Юрий хотел было умилостивить боярина; но он не стал его слушать, а Замятня-Опалев закричал:

– Не мешайся, молодец, не в свои дела! Писано есть: «Непокоривому рабу сокруши ребра»; и Сирах глаголет: «Пища и жезлие и бремя ослу; хлеб и наказание и дело рабу».

– Но он же, премудрый Сирах, вещает, – перервал Лесута, радуясь, что может также похвастаться своей ученостью, – «Не буди излишен над всякою плотию и без суда не сотвори ни чесо же». Это часто изволил мне говаривать блаженной памяти царь Феодор Иоаннович. Как теперь помню, однажды, отстояв всенощную, его царское величество…

– Верно, пошел спать, – перервал Тишкевич. – Кажется, и нам пора.
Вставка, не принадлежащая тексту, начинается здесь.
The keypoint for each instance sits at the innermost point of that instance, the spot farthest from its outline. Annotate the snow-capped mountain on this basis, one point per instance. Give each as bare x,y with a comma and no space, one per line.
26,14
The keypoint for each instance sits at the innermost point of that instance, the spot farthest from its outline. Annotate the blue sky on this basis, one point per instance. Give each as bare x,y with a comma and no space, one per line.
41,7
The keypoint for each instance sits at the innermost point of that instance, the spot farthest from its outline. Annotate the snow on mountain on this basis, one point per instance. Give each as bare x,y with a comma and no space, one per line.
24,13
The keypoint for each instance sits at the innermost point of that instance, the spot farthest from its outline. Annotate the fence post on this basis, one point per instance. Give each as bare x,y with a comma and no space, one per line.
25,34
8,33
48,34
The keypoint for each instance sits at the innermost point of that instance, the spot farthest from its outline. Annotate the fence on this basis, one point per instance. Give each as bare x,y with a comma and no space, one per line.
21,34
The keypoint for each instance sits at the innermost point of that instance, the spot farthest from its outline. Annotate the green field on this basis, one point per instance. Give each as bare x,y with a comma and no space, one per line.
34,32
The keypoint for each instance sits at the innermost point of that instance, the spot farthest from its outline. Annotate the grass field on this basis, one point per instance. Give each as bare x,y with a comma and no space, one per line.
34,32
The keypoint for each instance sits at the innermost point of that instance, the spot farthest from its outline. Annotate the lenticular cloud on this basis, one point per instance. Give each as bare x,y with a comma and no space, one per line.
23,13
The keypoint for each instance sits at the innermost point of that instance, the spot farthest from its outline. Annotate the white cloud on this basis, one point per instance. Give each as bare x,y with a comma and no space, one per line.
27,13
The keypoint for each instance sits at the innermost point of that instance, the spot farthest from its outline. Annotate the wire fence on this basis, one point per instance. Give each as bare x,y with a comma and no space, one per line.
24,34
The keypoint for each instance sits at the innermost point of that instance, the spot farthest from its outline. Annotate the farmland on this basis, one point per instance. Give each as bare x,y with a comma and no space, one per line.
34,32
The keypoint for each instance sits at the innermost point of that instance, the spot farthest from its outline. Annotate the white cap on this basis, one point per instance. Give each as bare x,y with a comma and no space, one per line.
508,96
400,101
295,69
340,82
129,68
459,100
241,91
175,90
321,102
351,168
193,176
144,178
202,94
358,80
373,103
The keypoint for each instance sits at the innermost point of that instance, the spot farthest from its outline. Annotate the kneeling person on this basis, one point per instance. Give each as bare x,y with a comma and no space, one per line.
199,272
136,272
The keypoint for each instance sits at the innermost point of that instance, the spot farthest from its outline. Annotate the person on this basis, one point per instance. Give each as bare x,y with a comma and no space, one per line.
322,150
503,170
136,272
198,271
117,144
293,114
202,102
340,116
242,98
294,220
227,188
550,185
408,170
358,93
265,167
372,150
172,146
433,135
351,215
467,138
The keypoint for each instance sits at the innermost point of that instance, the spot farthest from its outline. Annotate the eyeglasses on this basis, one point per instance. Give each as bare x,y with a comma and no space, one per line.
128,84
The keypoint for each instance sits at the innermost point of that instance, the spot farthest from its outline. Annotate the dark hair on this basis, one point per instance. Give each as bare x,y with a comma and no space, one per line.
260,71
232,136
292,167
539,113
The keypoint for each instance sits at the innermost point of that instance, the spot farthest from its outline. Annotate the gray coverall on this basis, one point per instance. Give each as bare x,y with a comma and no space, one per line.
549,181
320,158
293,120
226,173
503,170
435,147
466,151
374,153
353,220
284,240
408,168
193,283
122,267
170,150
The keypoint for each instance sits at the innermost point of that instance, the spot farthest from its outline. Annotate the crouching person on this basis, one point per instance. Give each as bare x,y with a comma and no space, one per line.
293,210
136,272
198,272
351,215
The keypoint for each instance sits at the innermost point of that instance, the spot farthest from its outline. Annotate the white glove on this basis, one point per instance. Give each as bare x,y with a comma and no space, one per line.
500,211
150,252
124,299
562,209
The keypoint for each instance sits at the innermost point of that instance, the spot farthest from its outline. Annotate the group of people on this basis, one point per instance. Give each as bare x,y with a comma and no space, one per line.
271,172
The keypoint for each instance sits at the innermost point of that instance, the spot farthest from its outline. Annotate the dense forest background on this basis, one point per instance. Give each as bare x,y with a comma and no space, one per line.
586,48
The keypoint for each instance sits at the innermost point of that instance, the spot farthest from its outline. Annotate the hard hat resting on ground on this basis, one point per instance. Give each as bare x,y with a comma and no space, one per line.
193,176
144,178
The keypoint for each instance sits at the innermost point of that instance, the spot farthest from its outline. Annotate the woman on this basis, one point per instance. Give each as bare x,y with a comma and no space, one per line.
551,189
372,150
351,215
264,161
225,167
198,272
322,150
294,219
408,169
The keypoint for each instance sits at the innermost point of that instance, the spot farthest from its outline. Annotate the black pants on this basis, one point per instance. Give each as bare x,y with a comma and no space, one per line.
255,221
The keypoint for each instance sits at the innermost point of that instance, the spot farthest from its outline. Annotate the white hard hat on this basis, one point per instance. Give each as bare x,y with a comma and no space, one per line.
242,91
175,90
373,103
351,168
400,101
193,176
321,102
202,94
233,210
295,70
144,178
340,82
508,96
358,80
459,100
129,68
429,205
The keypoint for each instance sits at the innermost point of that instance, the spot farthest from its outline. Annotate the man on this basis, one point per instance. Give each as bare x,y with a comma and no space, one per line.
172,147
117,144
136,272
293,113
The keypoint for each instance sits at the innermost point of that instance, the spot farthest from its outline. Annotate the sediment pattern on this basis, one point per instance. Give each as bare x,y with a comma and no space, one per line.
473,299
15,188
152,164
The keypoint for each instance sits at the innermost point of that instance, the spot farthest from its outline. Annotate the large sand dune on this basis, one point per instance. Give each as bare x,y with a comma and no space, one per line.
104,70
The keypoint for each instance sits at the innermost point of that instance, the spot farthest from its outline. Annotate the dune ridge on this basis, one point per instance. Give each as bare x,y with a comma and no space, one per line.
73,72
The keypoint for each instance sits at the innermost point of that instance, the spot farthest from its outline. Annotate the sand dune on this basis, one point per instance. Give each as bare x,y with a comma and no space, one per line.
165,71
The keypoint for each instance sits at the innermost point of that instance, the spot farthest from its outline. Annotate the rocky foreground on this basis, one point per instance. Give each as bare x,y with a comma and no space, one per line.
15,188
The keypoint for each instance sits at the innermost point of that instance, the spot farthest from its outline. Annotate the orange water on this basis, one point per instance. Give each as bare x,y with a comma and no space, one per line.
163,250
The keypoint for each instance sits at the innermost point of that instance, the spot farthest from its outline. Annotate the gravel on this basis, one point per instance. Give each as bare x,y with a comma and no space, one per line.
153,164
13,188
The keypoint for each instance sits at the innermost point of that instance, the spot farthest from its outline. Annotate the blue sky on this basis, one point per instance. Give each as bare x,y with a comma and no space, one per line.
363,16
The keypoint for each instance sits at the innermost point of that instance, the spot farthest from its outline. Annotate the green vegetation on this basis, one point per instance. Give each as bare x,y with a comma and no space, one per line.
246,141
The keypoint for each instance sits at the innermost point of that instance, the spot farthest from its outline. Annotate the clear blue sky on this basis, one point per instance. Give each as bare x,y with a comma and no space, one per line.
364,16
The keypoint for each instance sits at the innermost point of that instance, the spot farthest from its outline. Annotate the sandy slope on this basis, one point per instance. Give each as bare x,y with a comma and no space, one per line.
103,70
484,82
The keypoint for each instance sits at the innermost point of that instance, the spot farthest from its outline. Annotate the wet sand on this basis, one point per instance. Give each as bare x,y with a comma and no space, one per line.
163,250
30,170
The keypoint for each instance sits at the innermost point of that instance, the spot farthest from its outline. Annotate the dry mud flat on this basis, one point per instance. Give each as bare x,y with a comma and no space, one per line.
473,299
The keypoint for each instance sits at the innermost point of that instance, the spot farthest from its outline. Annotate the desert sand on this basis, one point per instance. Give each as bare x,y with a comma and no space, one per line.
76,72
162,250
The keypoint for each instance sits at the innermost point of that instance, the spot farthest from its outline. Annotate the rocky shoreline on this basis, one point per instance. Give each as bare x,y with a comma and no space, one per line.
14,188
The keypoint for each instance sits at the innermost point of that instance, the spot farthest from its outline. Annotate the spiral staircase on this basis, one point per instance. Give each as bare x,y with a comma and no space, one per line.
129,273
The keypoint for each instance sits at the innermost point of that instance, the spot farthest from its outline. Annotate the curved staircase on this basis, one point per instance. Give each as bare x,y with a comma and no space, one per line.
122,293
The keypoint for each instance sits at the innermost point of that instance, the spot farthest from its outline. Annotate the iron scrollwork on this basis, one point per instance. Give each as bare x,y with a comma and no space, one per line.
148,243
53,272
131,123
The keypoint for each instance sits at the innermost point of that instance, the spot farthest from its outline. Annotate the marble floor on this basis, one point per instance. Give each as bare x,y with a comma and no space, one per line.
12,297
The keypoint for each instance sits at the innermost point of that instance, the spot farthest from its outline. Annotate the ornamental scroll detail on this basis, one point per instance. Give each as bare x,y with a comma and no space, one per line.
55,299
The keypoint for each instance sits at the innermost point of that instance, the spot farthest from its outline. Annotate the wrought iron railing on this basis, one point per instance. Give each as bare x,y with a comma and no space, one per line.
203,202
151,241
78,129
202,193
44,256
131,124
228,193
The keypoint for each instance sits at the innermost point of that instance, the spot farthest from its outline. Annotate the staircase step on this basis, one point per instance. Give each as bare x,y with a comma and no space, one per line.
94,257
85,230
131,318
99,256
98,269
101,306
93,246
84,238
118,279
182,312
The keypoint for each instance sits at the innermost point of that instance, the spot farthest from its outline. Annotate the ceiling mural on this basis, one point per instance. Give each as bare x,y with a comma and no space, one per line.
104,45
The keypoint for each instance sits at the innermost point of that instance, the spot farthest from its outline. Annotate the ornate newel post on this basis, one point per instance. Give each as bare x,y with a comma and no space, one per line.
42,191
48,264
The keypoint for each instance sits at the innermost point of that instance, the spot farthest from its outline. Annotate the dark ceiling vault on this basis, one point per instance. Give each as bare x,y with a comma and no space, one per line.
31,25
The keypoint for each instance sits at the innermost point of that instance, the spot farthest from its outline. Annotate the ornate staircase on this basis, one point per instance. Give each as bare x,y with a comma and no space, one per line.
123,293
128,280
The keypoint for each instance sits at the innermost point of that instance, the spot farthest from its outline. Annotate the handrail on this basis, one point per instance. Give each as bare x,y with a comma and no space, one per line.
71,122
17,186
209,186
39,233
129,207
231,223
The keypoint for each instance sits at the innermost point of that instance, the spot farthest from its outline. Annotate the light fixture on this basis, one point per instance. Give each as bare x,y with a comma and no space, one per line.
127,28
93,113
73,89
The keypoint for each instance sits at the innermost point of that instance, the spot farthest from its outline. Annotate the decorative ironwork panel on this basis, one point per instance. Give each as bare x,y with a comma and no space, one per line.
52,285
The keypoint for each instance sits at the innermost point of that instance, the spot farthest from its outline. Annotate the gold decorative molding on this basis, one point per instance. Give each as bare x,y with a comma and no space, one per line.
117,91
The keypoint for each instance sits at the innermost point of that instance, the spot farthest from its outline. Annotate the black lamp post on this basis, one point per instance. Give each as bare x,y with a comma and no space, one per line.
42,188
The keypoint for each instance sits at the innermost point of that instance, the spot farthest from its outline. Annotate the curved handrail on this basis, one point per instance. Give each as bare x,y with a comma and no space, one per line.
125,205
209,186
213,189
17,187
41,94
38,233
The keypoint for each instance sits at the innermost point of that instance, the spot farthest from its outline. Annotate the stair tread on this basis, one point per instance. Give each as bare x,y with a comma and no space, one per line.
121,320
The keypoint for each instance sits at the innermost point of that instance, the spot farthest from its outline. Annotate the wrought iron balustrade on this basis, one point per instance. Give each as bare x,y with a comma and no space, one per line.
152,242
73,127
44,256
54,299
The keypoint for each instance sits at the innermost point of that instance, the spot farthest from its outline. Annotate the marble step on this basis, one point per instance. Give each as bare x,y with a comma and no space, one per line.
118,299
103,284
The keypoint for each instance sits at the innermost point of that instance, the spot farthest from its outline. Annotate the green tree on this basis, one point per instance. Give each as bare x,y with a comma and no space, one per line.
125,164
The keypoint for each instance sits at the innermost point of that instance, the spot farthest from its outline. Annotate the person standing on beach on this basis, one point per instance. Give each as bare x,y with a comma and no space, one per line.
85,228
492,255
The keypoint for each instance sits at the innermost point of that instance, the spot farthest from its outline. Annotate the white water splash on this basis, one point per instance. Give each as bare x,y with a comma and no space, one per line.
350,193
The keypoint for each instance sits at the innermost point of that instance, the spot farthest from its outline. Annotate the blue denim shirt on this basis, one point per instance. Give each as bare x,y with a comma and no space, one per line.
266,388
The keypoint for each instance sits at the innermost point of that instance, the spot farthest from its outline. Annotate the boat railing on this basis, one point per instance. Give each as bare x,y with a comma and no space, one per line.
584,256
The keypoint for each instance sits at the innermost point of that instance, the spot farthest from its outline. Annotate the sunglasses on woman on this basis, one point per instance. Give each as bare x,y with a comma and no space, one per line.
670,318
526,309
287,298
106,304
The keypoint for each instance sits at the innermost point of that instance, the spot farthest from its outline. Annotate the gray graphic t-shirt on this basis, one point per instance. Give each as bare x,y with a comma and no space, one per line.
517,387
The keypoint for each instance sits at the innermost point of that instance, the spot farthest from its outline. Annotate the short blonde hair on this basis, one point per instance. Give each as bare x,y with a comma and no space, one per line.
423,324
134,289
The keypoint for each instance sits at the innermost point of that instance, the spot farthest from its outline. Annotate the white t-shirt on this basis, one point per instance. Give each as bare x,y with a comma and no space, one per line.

Прощай, боярин! Пусть мои товарищи веселятся у тебя хоть всю ночь, а я привык вставать рано, так мне пора на покой.

Хозяин не стал удерживать региментаря и Милославского, который также с ним распрощался. Комната, где до обеда отдыхал Юрий, назначена была полякам, а ему отвели покой в отдаленном домике, на другом конце двора. Он нашел в нем своего слугу, который, по-видимому, угощен был не хуже своего господина и едва стоял на ногах. Милославский, помолясь богу, разделся без помощи Алексея и прилег на мягкую перину; но сон бежал от глаз его: впечатление, произведенное на Юрия появлением боярской дочери, не совсем еще изгладилось, мысль, что, может быть, он провел весь день под одною кровлею с своей прекрасной незнакомкой, наполняла ею душу каким-то грустным, неизъяснимым чувством. Но вскоре самая простая мысль уничтожила все его догадки: он много раз видал свою незнакомку, но никогда не слышал ее голоса, следовательно, если б она была и дочерью боярина Кручины, то, не увидав ее в лицо, он не мог узнать ее по одному только голосу; а сверх того, ему утешительнее было думать, что он ошибся, чем узнать, что его незнакомка – дочь боярина Кручины и невеста пана Гонсевского. Мало-помалу успокоилось волнение в крови его, воображение охладело, и Юрий, наконец, заснул крепким и спокойным сном.